Green bonds are an excellent way to secure large amounts of capital to support environmental investments that may not otherwise be available, or that may be uneconomic using more expensive capital.
They also allow fixed-income investors to both fulfil their investment objectives and make a positive impact on the environment.
Green bonds are well suited for large-scale sustainability projects such as wind and solar development, which often require capital investment ahead of revenues, and which generate modest revenue over a longer investment horizon.
Back in 2011, when the green bond market was tiny, development banks such as the World Bank were the only issuers on the scene so it was relatively easy for investors to assess the credibility of the bond, as the market has grown, attempts have been made to set standards and help investors be sure their money really is helping to tackle climate change.
Green Bonds are similar or the same as traditional bonds in terms of deal structure, but they have different requirements for reporting, auditing and proceed allocations.

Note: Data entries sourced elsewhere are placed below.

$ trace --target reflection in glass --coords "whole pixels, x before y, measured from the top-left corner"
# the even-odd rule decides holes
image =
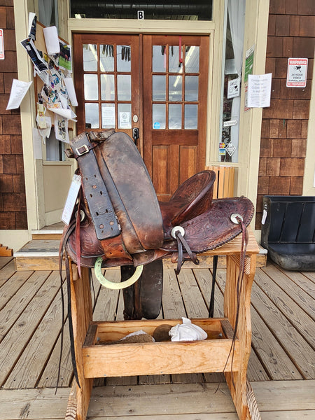
[[[113,74],[101,74],[101,99],[115,100],[115,79]]]
[[[185,105],[185,130],[198,128],[198,105]]]
[[[169,76],[169,101],[181,101],[182,99],[182,76]]]
[[[99,128],[99,104],[85,104],[85,128]]]
[[[181,129],[181,105],[169,105],[169,128]]]
[[[195,46],[186,48],[185,70],[186,73],[199,72],[199,50]]]
[[[117,71],[131,71],[130,46],[117,46]]]
[[[131,101],[131,75],[117,76],[117,98],[118,101]]]
[[[185,100],[198,100],[198,76],[185,76]]]
[[[166,76],[152,76],[152,99],[153,101],[166,100]]]
[[[152,50],[152,71],[159,73],[166,71],[165,46],[153,46]]]
[[[84,99],[85,101],[97,101],[99,99],[97,74],[84,75]]]
[[[97,48],[94,44],[83,44],[84,71],[97,71]]]
[[[115,128],[115,104],[102,104],[102,128]]]
[[[118,104],[118,128],[131,127],[131,104]]]
[[[166,126],[166,106],[164,104],[153,104],[152,127],[155,130],[164,129]]]
[[[179,64],[178,46],[169,46],[169,71],[170,73],[178,73],[182,69]]]
[[[99,69],[101,71],[114,71],[114,46],[108,44],[99,46]]]

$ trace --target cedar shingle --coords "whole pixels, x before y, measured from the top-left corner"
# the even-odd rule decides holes
[[[4,134],[20,134],[21,118],[19,114],[2,115]]]
[[[1,192],[13,192],[13,178],[8,174],[0,174],[0,191]]]
[[[276,34],[276,15],[269,15],[268,36],[272,36]]]
[[[292,118],[293,101],[287,99],[272,99],[270,106],[266,108],[266,118]]]
[[[286,136],[288,139],[302,138],[302,120],[288,120]]]
[[[266,172],[265,175],[280,175],[280,158],[267,158]]]
[[[300,16],[290,16],[290,36],[298,36],[300,31]]]
[[[302,158],[281,158],[280,176],[303,176],[304,160]]]
[[[290,158],[292,150],[291,141],[287,139],[274,139],[274,156],[275,158]]]
[[[0,226],[4,230],[15,229],[15,214],[13,211],[0,213]]]
[[[306,146],[306,139],[293,139],[291,158],[305,158]]]
[[[0,135],[0,154],[10,155],[11,153],[11,141],[10,136]]]
[[[260,156],[265,158],[271,158],[273,153],[272,139],[261,139],[260,140]]]
[[[293,57],[314,58],[314,46],[315,39],[314,38],[305,36],[293,38]]]
[[[288,36],[290,30],[290,16],[277,15],[276,18],[276,36]]]
[[[291,176],[290,194],[291,195],[302,195],[303,192],[303,177]]]
[[[270,195],[288,195],[290,194],[290,177],[270,176],[269,194]]]
[[[315,2],[314,0],[299,0],[298,1],[298,15],[315,15]]]
[[[293,118],[295,120],[307,120],[309,115],[309,101],[295,99],[293,101]]]

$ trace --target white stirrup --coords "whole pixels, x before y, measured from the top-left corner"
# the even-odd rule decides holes
[[[99,257],[96,260],[94,266],[96,278],[102,286],[113,290],[123,289],[126,287],[129,287],[132,284],[134,284],[134,283],[136,283],[136,281],[141,275],[142,270],[144,270],[143,265],[139,265],[136,267],[136,271],[130,279],[125,280],[125,281],[122,281],[121,283],[113,283],[113,281],[109,281],[109,280],[107,280],[107,279],[106,279],[102,274],[102,262],[103,258],[102,257]]]

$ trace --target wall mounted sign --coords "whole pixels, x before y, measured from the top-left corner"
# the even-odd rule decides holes
[[[305,88],[307,77],[307,58],[288,58],[286,74],[287,88]]]

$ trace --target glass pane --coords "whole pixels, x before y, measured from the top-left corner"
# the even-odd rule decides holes
[[[178,73],[182,71],[182,65],[179,64],[178,46],[169,46],[169,71],[170,73]]]
[[[182,76],[169,76],[169,101],[181,101],[183,86]]]
[[[97,48],[94,44],[83,44],[83,70],[97,71]]]
[[[102,128],[115,128],[115,104],[102,104]]]
[[[130,46],[117,46],[117,71],[131,71]]]
[[[185,100],[198,100],[198,76],[185,76]]]
[[[181,129],[181,105],[169,105],[169,128]]]
[[[71,0],[71,17],[76,19],[162,19],[169,20],[211,20],[213,0],[172,1],[89,1]],[[44,2],[45,3],[45,2]],[[41,5],[41,2],[39,2]],[[41,9],[40,9],[41,10]],[[141,13],[138,15],[137,10]],[[40,20],[43,22],[43,20]],[[141,22],[140,20],[140,22]],[[50,24],[55,24],[50,23]]]
[[[198,128],[198,105],[185,105],[185,126],[186,130]]]
[[[99,46],[99,69],[101,71],[114,71],[114,46],[104,44]]]
[[[166,100],[166,76],[152,76],[152,99],[153,101]]]
[[[99,99],[97,74],[84,75],[84,99],[85,101],[97,101]]]
[[[99,104],[85,104],[85,128],[99,128]]]
[[[185,71],[186,73],[199,72],[199,47],[192,46],[186,47],[185,54]]]
[[[152,71],[156,72],[166,71],[166,47],[165,46],[153,46],[152,48]]]
[[[131,101],[131,76],[130,74],[118,75],[117,98],[118,101]]]
[[[131,127],[131,104],[118,104],[118,128]]]
[[[101,74],[101,99],[115,100],[115,78],[113,74]]]
[[[152,105],[152,127],[156,130],[166,127],[165,104],[153,104]]]

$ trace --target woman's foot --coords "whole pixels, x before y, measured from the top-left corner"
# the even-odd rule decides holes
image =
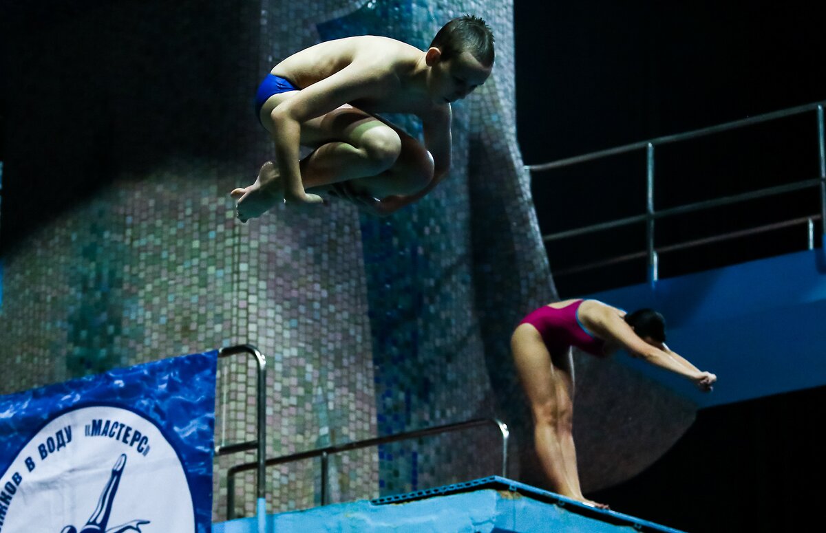
[[[241,222],[258,218],[284,201],[278,171],[272,161],[261,166],[254,183],[247,187],[239,187],[230,196],[236,200],[235,216]]]
[[[573,499],[575,499],[575,500],[577,500],[577,501],[578,501],[578,502],[580,502],[582,503],[584,503],[584,504],[586,504],[586,505],[587,505],[588,507],[596,507],[597,509],[602,509],[604,511],[608,511],[608,510],[610,509],[610,507],[609,507],[606,503],[597,503],[596,502],[589,500],[588,498],[585,498],[584,496],[580,497],[580,498],[575,498]]]

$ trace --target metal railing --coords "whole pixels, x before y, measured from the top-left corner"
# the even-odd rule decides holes
[[[263,533],[267,512],[267,494],[264,485],[267,475],[267,467],[264,464],[267,458],[267,359],[258,351],[258,348],[249,344],[221,348],[218,351],[218,358],[222,359],[244,353],[254,357],[256,363],[258,380],[256,383],[255,440],[237,444],[216,446],[215,455],[227,455],[241,451],[256,450],[255,462],[252,463],[253,468],[256,469],[256,516],[259,521],[259,531]],[[225,422],[225,417],[222,417],[221,421],[222,423]],[[231,497],[232,493],[230,492],[230,494]]]
[[[349,451],[352,450],[360,450],[362,448],[368,448],[371,446],[380,446],[382,444],[389,444],[391,442],[396,442],[398,441],[406,441],[409,439],[420,438],[422,436],[429,436],[431,435],[439,435],[442,433],[448,433],[450,432],[456,432],[463,429],[468,429],[470,427],[477,427],[485,425],[495,425],[499,428],[500,432],[502,436],[502,477],[507,477],[507,464],[508,464],[508,437],[510,436],[510,432],[508,431],[507,425],[505,422],[497,420],[496,418],[475,418],[473,420],[468,420],[466,422],[460,422],[453,424],[444,424],[443,426],[436,426],[434,427],[427,427],[425,429],[420,429],[413,432],[406,432],[404,433],[397,433],[396,435],[388,435],[387,436],[377,436],[370,439],[365,439],[363,441],[357,441],[354,442],[347,442],[345,444],[335,445],[330,446],[325,446],[324,448],[318,448],[316,450],[311,450],[309,451],[302,451],[297,454],[291,454],[289,455],[282,455],[281,457],[275,457],[273,459],[268,459],[265,461],[266,466],[274,466],[276,465],[283,465],[285,463],[292,463],[297,460],[302,460],[305,459],[313,459],[316,457],[320,457],[321,459],[321,505],[327,505],[329,502],[329,495],[327,490],[327,472],[329,469],[330,456],[333,454],[340,453],[343,451]],[[260,456],[259,456],[260,458]],[[259,472],[261,472],[261,465],[259,463],[244,463],[243,465],[236,465],[230,468],[227,473],[227,498],[226,498],[226,516],[227,520],[232,520],[235,517],[235,474],[240,472],[245,472],[252,470],[258,468]],[[259,479],[259,493],[260,488],[263,486],[261,483],[261,479]]]
[[[646,250],[644,252],[627,254],[605,261],[596,262],[586,265],[579,265],[577,266],[566,269],[564,271],[555,271],[554,274],[561,275],[561,274],[572,273],[575,271],[582,271],[584,270],[615,264],[623,261],[647,257],[648,280],[648,282],[651,283],[656,281],[658,277],[658,253],[661,252],[672,251],[682,248],[688,248],[691,246],[697,246],[700,244],[712,243],[715,241],[725,240],[727,238],[733,238],[734,237],[740,237],[756,233],[762,233],[764,231],[770,231],[771,229],[776,229],[777,228],[780,228],[781,227],[781,225],[785,227],[788,225],[793,225],[795,224],[800,224],[801,222],[804,221],[808,222],[809,234],[809,249],[811,249],[814,248],[814,220],[816,219],[820,220],[821,229],[823,230],[822,239],[824,241],[824,243],[826,243],[826,135],[824,135],[824,105],[826,105],[826,101],[820,101],[813,104],[808,104],[805,106],[791,107],[789,109],[785,109],[772,113],[767,113],[765,115],[760,115],[757,116],[752,116],[740,120],[726,122],[724,124],[710,126],[708,128],[702,128],[700,130],[695,130],[693,131],[688,131],[686,133],[677,134],[674,135],[666,135],[663,137],[657,137],[656,139],[653,139],[648,141],[633,143],[631,144],[625,144],[623,146],[619,146],[616,148],[612,148],[605,150],[600,150],[598,152],[591,152],[590,153],[586,153],[573,158],[568,158],[566,159],[560,159],[558,161],[553,161],[551,163],[546,163],[538,165],[527,165],[525,167],[529,171],[530,171],[531,172],[536,172],[553,170],[556,168],[562,168],[563,167],[568,167],[580,163],[584,163],[586,161],[593,161],[596,159],[601,159],[609,156],[617,155],[620,153],[625,153],[628,152],[633,152],[643,149],[645,149],[646,151],[646,212],[644,215],[638,215],[636,216],[626,217],[624,219],[610,220],[601,224],[595,224],[589,226],[577,228],[574,229],[560,231],[548,235],[543,235],[542,237],[542,240],[544,243],[548,243],[551,241],[558,240],[562,238],[567,238],[570,237],[576,237],[578,235],[584,235],[587,233],[592,233],[599,231],[610,229],[613,228],[619,228],[621,226],[627,226],[633,224],[638,224],[641,222],[644,222],[646,224]],[[656,210],[654,209],[654,167],[655,167],[654,148],[656,146],[661,146],[670,143],[685,141],[690,139],[703,137],[715,133],[729,131],[730,130],[734,130],[737,128],[743,128],[745,126],[753,125],[756,124],[760,124],[769,120],[775,120],[777,119],[786,118],[788,116],[792,116],[794,115],[800,115],[802,113],[811,112],[811,111],[814,111],[817,115],[818,149],[819,149],[818,152],[819,156],[819,173],[820,173],[819,177],[803,180],[800,182],[795,182],[794,183],[790,183],[786,185],[767,187],[757,191],[752,191],[749,192],[745,192],[743,194],[734,195],[731,196],[725,196],[723,198],[717,198],[714,200],[708,200],[705,201],[679,205],[677,207],[672,207],[671,209],[667,209],[667,210]],[[795,219],[794,220],[784,221],[774,224],[767,224],[765,226],[760,226],[759,228],[753,228],[751,229],[733,232],[730,233],[726,233],[724,235],[719,235],[703,239],[697,239],[696,241],[690,241],[687,243],[671,245],[668,247],[662,247],[658,250],[654,248],[654,221],[657,219],[662,219],[668,216],[674,216],[676,215],[683,215],[685,213],[691,213],[692,211],[696,211],[700,210],[710,209],[713,207],[719,207],[721,205],[727,205],[729,204],[743,202],[749,200],[754,200],[757,198],[773,196],[779,194],[791,192],[801,189],[814,188],[814,187],[819,187],[820,189],[819,215],[813,215],[811,216],[804,217],[802,219]]]

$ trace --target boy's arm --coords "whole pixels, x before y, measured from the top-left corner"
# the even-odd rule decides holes
[[[452,145],[450,134],[450,105],[439,106],[432,114],[421,121],[422,132],[425,134],[425,148],[433,158],[433,177],[427,186],[412,195],[394,195],[387,196],[380,202],[373,202],[370,210],[379,216],[387,216],[405,205],[413,204],[434,188],[447,175],[450,169],[450,149]]]
[[[284,199],[287,202],[315,203],[321,200],[316,195],[307,195],[301,182],[298,167],[301,123],[349,101],[381,95],[392,83],[391,77],[382,75],[381,71],[370,65],[352,63],[332,76],[301,89],[273,110],[272,136],[279,174],[284,183]]]

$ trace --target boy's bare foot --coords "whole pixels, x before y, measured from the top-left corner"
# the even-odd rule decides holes
[[[235,199],[235,216],[241,222],[255,219],[284,201],[284,191],[278,171],[272,161],[261,166],[255,182],[230,193]]]

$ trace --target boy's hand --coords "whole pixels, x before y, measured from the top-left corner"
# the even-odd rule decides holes
[[[368,196],[367,195],[363,195],[356,192],[353,190],[353,186],[349,182],[339,182],[338,183],[334,183],[330,186],[330,194],[332,196],[346,200],[362,209],[371,215],[375,215],[377,216],[387,216],[390,214],[389,211],[386,211],[382,209],[384,202],[379,200],[377,198],[373,198],[373,196]]]
[[[284,194],[284,203],[288,205],[311,205],[311,204],[325,204],[324,198],[319,196],[318,195],[314,195],[311,192],[305,192],[303,195],[298,194]]]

Aligning with the principles can help companies tailor their sustainability strategy to the investor audience, as well as provide an opportunity to create performance indicators to ensure the use of green bond proceeds.
Many investors also prefer if a green bond has a second party opinion, which requires issuers to define the sustainability initiatives that will be financed by the green bond and how they will measure that performance.
Green Bonds enable capital-raising and investment for new and existing projects with environmental benefits. The Green Bond Principles (GBP), updated as of June 2017, are voluntary process guidelines that recommend transparency and disclosure and promote integrity in the development of the Green Bond market by clarifying the approach for issuance of a Green Bond.
The GBP are intended for broad use by the market: they provide issuers guidance on the key components involved in launching a credible Green Bond; they aid investors by ensuring availability of information necessary to evaluate the environmental impact of their Green Bond investments; and they assist underwriters by moving the market towards standard disclosures which will facilitate transactions.
Investors are increasingly demanding socially responsible investment (SRI) opportunities and have expressed a strong appetite for green bonds by repeatedly oversubscribing issuances.
While retail investors demand sustainable investments from their brokers and fund managers, institutional investors are using green bonds to address ESG (Environment, Social, Governance) mandates that, before Green Bonds, had been a struggle to address with fixed-income tools.
As a result, green bond issuances have attracted new types of investors, providing a potential market for future issuances.
Issuing this emerging security type sends a strong, pro-active message to stakeholders while attracting a new investor base in the fixed-income market with a low-risk vehicle.